What's in a Prague street name

Every street in Prague, one by one.


Prague 4, day 98: Sinkulova

Sinkulova was built in 1892.

It was initially called Krušinova, after Hynek Krušina z Lichtenburka, a noble who first fought on the Hussite side in the 1400s, then on the side of the Catholics.

Having been lengthened by taking over another street in the 1930s, the street has had its present name since 1948.

Václav Sinkule was born on Legerova in Prague’s New Town (https://whatsinapraguestreetname.com/2023/12/24/prague-2-day-8-legerova/) in 1905. Legerova houses Prague’s main train station, which is very convenient when you consider that Sinkule’s father was a baggage handler there.

Sinkule went to secondary school on Žitná (https://whatsinapraguestreetname.com/2024/02/27/prague-2-day-36-zitna/), but transferred to the Prague Business Academy, graduating in 1924.

After his military service in Košice, he returned to Prague, took a job at the Czech Commercial Bank, and joined the Communist Party.

In the early 1930s, Sinkule became a researcher at what is now the Prague University of Economics and Business (VŠE), and started to work as a journalist. He also ran for election to the National Assembly.

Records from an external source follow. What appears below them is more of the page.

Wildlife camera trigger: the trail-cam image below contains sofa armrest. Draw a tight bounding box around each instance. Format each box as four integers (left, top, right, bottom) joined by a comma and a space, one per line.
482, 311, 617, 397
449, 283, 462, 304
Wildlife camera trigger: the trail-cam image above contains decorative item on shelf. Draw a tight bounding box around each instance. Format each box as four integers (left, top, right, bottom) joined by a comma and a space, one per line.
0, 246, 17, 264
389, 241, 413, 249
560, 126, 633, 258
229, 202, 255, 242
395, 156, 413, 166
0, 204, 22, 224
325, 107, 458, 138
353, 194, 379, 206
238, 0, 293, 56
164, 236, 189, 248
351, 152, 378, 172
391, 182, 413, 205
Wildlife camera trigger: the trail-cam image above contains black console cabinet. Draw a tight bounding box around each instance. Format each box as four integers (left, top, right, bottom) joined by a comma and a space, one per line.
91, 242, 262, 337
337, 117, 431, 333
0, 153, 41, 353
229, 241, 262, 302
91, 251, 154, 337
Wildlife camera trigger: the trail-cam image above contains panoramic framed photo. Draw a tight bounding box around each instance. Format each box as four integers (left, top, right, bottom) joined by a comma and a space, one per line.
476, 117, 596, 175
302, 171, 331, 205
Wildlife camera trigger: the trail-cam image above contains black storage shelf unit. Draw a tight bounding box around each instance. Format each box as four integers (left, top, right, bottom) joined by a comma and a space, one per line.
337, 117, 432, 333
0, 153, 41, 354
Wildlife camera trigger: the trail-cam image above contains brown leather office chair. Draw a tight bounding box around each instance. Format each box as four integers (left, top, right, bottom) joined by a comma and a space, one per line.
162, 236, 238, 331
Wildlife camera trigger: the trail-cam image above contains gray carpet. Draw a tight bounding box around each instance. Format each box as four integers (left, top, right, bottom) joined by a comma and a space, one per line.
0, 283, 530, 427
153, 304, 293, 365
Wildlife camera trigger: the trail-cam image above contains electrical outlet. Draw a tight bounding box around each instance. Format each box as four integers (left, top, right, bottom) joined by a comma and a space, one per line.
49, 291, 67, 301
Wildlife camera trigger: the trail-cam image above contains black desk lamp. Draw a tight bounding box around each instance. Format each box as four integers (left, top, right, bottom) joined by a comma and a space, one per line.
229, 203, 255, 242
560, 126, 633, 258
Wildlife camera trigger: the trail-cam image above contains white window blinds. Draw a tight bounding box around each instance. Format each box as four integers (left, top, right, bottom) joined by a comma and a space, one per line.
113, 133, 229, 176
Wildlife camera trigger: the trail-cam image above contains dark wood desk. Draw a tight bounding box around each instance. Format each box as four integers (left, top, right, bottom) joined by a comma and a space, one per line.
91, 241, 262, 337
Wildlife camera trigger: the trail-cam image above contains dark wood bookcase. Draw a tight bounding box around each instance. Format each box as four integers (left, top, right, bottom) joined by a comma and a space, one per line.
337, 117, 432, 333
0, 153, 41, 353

Sinkule eventually became editor of Rudé právo, the Communists’ official newspaper, and travelled to Spain to report on the Civil War there.

When the Nazis occupied the Czech Lands in 1939, Sinkule started clandestine work for the Central Committee of the Communist Party of Czechoslovakia, especially in South Moravia.

The Gestapo arrested him in February 1941 in Pankrác. After a stint in Terezín, he was sent back to Pankrác later in the year, but, in March 1942, he was transferred to Mauthausen concentration camp.

He was executed there on 20 April 1942, aged 37.

A dormitory of VŠE in Dejvice is also named after him.